Formulating with upcycled ingredients inspires us to be more creative but it also comes with significant challenges: lack of traceability, high batch-to-batch variation, unreliable quantity of supply, absence of GRAS status, or consumer misunderstanding. In order to address some of those challenges, we’ve joined other upcycling enthusiasts at the Upcycled Food Association (UFA) in support of developing an Upcycled Certification standard and promoting upcycled food development.
DOLE Packaged Foods has also joined UFA with a big plan to eliminate their food waste by 2025. Codexis Inc. is another company joining efforts in upcycling through novel, high-efficiency enzymes developed by its proprietary platform.
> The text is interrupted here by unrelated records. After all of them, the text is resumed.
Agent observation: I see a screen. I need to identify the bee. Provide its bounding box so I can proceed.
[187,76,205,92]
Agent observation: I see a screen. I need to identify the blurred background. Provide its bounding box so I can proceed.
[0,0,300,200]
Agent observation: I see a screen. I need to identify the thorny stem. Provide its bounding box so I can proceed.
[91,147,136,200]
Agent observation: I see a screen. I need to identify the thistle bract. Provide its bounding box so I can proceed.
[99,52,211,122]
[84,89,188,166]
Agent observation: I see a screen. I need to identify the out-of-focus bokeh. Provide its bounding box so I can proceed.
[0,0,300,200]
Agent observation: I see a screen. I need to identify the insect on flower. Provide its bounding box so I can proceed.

Codexis replaces chemical manufacturing steps with clean-label, biology-based processes for value-added ingredients. Mattson also partnered with Cacique Inc., a traditional Mexican-style cheese producer, to help transform fresh trim from their cheese production into delicious, fresh Queso Dips.
While not everyone is thrilled with the idea of consuming byproducts, we need to remind consumers that many iconic foods utilize byproducts, like ranch dressing’s buttermilk, a byproduct of butter production.
Why Did The Chick(pea) Cross The Road? To Become A Functional Ingredient.
The continued demand for plant-based foods has resulted in a scarcity of on-trend proteins such as pea. This has opened the floodgates for new proteins to enter and make themselves known. Meet the newest chick(pea) in town.
Advancements in extracting plant proteins have allowed chickpea protein manufacturers to make great strides to improve overall quality and highlight its benefits. The Mattson product development team has found chickpea protein suitable for use across many different applications, especially plant-based formulations. Chickpeas are light in color, mild in flavor, and rich in protein, which is ideal for developing plant-based dairy, poultry, and seafood products.
Like pea, chickpeas are also allergy-friendly. In texturally challenging projects, chickpea protein offers functional texture and mouthfeel benefits, including emulsification, gelling, and foaming capabilities. It’s a food product developer’s dream: a versatile, broadly available and sustainable clean label ingredient with attributes other ingredients don’t have.